Purpose
Road traffic emissions are generally believed to contribute immensely to air pollution, but the effect of road traffic data sets on air quality (AQ) predictions has not been fully investigated. This paper aims to investigate the effects traffic data set have on the performance of machine learning (ML) predictive models in AQ prediction.
Design/methodology/approach
To achieve this, the authors have set up an experiment with the control data set having only the AQ data set and meteorological (Met) data set, while the experimental data set is made up of the AQ data set, Met data set and traffic data set. Several ML models (such as extra trees regressor, eXtreme gradient boosting regressor, random forest regressor, K-neighbors regressor and two others) were trained, tested and compared on these individual combinations of data sets to predict the volume of PM2.5, PM10, NO2 and O3 in the atmosphere at various times of the day.
Findings
The result obtained showed that various ML algorithms react differently to the traffic data set despite generally contributing to the performance improvement of all the ML algorithms considered in this study by at least 20% and an error reduction of at least 18.97%.
Research limitations/implications
This research is limited in terms of the study area, and the result cannot be generalized outside of the UK as some of the inherent conditions may not be similar elsewhere.
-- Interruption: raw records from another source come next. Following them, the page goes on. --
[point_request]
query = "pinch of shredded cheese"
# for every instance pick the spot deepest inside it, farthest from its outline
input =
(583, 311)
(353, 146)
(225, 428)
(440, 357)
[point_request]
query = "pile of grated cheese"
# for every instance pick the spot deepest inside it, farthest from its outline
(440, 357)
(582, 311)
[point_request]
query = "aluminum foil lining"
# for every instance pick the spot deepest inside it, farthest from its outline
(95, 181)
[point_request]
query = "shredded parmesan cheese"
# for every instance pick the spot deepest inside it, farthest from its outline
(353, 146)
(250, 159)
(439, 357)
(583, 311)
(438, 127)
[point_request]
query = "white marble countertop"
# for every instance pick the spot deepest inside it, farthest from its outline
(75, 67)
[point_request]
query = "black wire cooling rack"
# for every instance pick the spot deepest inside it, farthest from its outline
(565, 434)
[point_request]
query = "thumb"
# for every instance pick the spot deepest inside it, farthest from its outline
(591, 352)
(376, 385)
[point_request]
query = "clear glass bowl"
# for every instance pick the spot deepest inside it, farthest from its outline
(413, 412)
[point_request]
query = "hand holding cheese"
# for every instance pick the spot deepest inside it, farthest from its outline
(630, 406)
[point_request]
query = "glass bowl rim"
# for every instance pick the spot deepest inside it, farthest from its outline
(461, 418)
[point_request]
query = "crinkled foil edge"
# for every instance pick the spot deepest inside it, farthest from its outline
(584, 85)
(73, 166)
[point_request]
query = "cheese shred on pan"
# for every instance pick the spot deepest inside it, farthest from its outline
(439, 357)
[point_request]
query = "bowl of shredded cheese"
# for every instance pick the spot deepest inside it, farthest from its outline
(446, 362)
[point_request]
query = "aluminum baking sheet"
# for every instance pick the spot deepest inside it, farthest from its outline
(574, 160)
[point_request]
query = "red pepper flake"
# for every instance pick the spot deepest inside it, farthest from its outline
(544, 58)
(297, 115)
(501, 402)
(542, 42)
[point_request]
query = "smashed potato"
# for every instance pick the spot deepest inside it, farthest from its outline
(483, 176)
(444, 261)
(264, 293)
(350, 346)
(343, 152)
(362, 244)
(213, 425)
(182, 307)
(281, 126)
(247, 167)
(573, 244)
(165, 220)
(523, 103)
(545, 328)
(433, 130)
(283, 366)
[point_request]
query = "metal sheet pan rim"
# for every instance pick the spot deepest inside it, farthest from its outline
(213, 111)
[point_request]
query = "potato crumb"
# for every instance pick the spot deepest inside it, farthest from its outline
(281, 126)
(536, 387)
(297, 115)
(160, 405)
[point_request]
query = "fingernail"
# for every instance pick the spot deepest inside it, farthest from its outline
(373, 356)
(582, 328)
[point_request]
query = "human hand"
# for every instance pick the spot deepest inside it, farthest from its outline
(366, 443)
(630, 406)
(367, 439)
Additionally, only the ML algorithms commonly used in literature are considered in this research, therefore, leaving out a few other ML algorithms.
Practical implications
This study reinforces the belief that the traffic data set has a significant effect on improving the performance of air pollution ML prediction models. Hence, there is an indication that ML algorithms behave differently when trained with a form of traffic data set in the development of an AQ prediction model. This implies that developers and researchers in AQ prediction need to identify the ML algorithms that behave in their best interest before implementation.
Originality/value
The result of this study will enable researchers to focus more on algorithms of benefit when using traffic data sets in AQ prediction.